Разрекламированный в печати – по личному указанию Ленина – акт высылки мгновенно трансформировался в долговременную кампанию травли интеллигенции, превращения ее в захребетников, изгоев общества, в выработке у русского человека устойчивого рефлекса презрения к людям умственного труда. Мысль была окончательно загнана в подполье. Туда же, разумеется, свалилась и наука.
До конца 20-х годов, как ни суетились большевики вокруг Академии наук, ничего они с ней поделать не могли: она как работала до их пришествия, так и продолжала работать. “Русская Академия наук, – писал в 1923 году Вернадский, – единственное учреждение, в котором ничего не тронуто. Она осталась в старом виде, с полной свободой внутри. Конечно, эта свобода относительна в полицейском государстве, и все время приходится защищаться…” [394]. Да и центр научной работы все же был в России, а не в эмиграции. Однако “высылка ученых большевиками «исправит» многое…” [395], – с грустной иронией замечает Вернадский.

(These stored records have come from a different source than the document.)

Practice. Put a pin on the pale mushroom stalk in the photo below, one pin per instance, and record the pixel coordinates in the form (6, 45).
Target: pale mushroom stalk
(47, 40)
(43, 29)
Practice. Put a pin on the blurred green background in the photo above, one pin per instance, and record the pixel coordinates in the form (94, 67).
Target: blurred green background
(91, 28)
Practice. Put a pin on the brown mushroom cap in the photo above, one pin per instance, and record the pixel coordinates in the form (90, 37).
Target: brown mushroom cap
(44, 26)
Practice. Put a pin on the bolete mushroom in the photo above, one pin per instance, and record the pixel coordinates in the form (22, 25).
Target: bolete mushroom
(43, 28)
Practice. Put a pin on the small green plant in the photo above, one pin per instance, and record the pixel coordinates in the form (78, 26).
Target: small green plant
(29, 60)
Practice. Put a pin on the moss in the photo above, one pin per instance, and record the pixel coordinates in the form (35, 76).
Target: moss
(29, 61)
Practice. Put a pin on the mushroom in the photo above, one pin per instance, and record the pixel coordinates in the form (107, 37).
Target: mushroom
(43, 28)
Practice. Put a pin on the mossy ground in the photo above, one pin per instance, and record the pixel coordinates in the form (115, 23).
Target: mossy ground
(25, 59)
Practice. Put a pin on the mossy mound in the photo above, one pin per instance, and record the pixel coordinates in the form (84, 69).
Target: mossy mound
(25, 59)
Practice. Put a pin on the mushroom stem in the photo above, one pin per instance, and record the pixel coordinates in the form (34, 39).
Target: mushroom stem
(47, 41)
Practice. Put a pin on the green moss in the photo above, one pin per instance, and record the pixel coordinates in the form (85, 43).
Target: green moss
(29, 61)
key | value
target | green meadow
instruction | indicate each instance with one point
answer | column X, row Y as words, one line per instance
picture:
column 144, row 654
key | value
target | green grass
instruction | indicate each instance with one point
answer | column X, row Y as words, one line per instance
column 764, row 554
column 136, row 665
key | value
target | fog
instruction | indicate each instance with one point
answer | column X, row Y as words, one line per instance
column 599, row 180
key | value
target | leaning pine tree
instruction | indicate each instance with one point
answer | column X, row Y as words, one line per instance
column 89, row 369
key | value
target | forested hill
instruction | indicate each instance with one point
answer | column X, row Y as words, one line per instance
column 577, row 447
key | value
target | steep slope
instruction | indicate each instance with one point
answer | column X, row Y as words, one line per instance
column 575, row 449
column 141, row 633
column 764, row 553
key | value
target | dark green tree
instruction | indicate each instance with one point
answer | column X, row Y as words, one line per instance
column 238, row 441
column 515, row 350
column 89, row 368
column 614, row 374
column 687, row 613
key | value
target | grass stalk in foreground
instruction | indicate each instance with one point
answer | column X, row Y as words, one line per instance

Еще один варварский метод принудительного поглупления науки изобрели в конце 20-х годов. В высших эшелонах управленческого аппарата ЦИК, ВСНХ и Госплана сразу оценили дальнобойность и пробивную силу идеи 70-летнего биохимика А.Н. Баха. Бывший народоволец, проведший 32 года в эмиграции (1885 – 1917) и не принимавший поначалу большевизм, он, как только режим окреп и сковал железным обручем единоверия научную мысль, вспомнил «народолюбие» своей юности и, как химик, соединил воедино искренний, хотя и надуманный, позыв народников XIX столетия (знание и просвещение – народу) с одной из основных тактических задач большевиков – искоренить свободомыслие русской интеллигенции. В итоге получилась ядовитая смесь из полуобразованных, но зато идейно выдержанных и крайне амбициозных советских интеллигентов, рассевшихся по многочисленным ведомственным учреждениям и институтам и жаждавшим не столько работы, сколько активной деятельности. Их надо было объединить единой целью, дать им максимум полномочий и двинуть эту стаю швондеров в бой с заплесневелой Академией наук. К тому же они лучше, чем кто-либо смогут обнажить подлинную антисоветскую сущность старой русской интеллигенции и тем самым идеально подготовят общество к восприятию задуманных взбесившимся ленинизмом политических процессов.
Речь идет, как читатель уже догадался, о Всесоюзной ассоциации работников науки и техники для содействия социалистическому строительству в СССР, или – по привитой нам любви к аббревиатурам – ВАРНИТСО.